Question

How do you determine $\sin 345$ ?

Answer 1

Hint : We know that we cannot directly write the value for the given function. Therefore, we will convert the angle here as the addition of two other angles, the value of which is known to us. After that we will apply the formula for the sine function of addition of two angles to get our final answer.
Formula used:
$\sin (A + B) = \sin A\cos B + \cos A\sin B$

Complete step by step solution:
We are given the function $\sin 345$ .
Our first step here is to convert the angle of 345 degree into two angles whose values are known or easily obtained. Therefore, we will take 345 as the sum of 300 and 45.
Therefore our function becomes:
$\sin 345 = \sin \left( {300 + 45} \right)$
If we apply the formula $\sin (A + B) = \sin A\cos B + \cos A\sin B$ , we will get,
$\sin (300 + 45) = \sin 300\cos 45 + \cos 300\sin 45$
To solve this, we will now determine the values of $\sin 300$ , $\cos 300$ , $\sin 45$ and $\cos 45$ .
We know that $\sin 300 = - \sin 60 = - \dfrac{{\sqrt 3 }}{2}$ and $\cos 300 = \cos 60 = \dfrac{1}{2}$ .
Also, $\sin 45 = \cos 45 = \dfrac{1}{{\sqrt 2 }}$ .
For the ease of calculation we will convert this denominator as 2 by multiplying the ratio with $\dfrac{{\sqrt 2 }}{{\sqrt 2 }}$ .
Therefore, we get $\sin 45 = \cos 45 = \dfrac{1}{{\sqrt 2 }} \times \dfrac{{\sqrt 2 }}{{\sqrt 2 }} = \dfrac{{\sqrt 2 }}{2}$
Now, we will put all these values in the equation.
$\sin (300 + 45) = \sin 300\cos 45 + \cos 300\sin 45 \\\ \Rightarrow \sin (300 + 45) = \left( { - \dfrac{{\sqrt 3 }}{2}} \right)\left( {\dfrac{{\sqrt 2 }}{2}} \right) + \left( {\dfrac{1}{2}} \right)\left( {\dfrac{{\sqrt 2 }}{2}} \right) \\\ \Rightarrow \sin 345 = - \dfrac{{\sqrt 6 }}{4} + \dfrac{{\sqrt 2 }}{4} = \dfrac{1}{4}\left( {\sqrt 2 - \sqrt 6 } \right) \;$
Hence, the value of $\sin 345$ is $\dfrac{1}{4}\left( {\sqrt 2 - \sqrt 6 } \right)$ .
So, the correct answer is “ $\dfrac{1}{4}\left( {\sqrt 2 - \sqrt 6 } \right)$ ”.

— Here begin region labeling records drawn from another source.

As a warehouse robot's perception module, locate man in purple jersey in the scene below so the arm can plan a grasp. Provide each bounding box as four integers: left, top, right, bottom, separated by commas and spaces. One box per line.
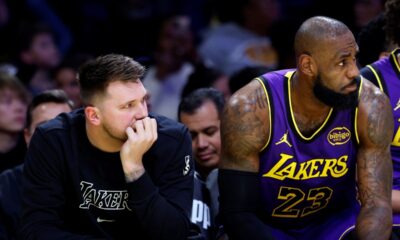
361, 0, 400, 235
219, 16, 393, 239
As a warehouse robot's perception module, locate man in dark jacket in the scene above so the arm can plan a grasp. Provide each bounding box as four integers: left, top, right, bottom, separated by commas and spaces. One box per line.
21, 54, 193, 239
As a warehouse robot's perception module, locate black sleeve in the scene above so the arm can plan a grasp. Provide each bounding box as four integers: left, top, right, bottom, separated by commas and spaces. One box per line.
128, 128, 193, 240
20, 127, 101, 240
0, 165, 22, 239
218, 169, 274, 240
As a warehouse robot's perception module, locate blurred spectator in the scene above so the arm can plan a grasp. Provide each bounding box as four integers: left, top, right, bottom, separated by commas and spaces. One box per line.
353, 0, 386, 33
181, 63, 231, 99
0, 73, 29, 172
199, 0, 280, 76
0, 89, 72, 240
357, 14, 395, 67
143, 16, 195, 119
229, 66, 271, 94
178, 88, 225, 240
53, 54, 92, 109
17, 24, 61, 95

Note : While solving this type of question, we need to be very careful with the sign of sine and cosine function. Here, we have taken $\sin 300 = - \sin 60 = - \dfrac{{\sqrt 3 }}{2}$ , because 300 comes in the fourth quadrant where the sine function is negative. Whereas the cosine function is positive in the fourth quadrant and therefore we have taken $\cos 300 = \cos 60 = \dfrac{1}{2}$ .
In short we have to keep in mind the four facts:
In the first quadrant, all the trigonometric functions are positive.
In the second quadrant, only sine function is positive.
In the third quadrant, only tangent function is positive.
In the fourth quadrant, only cosine function is positive.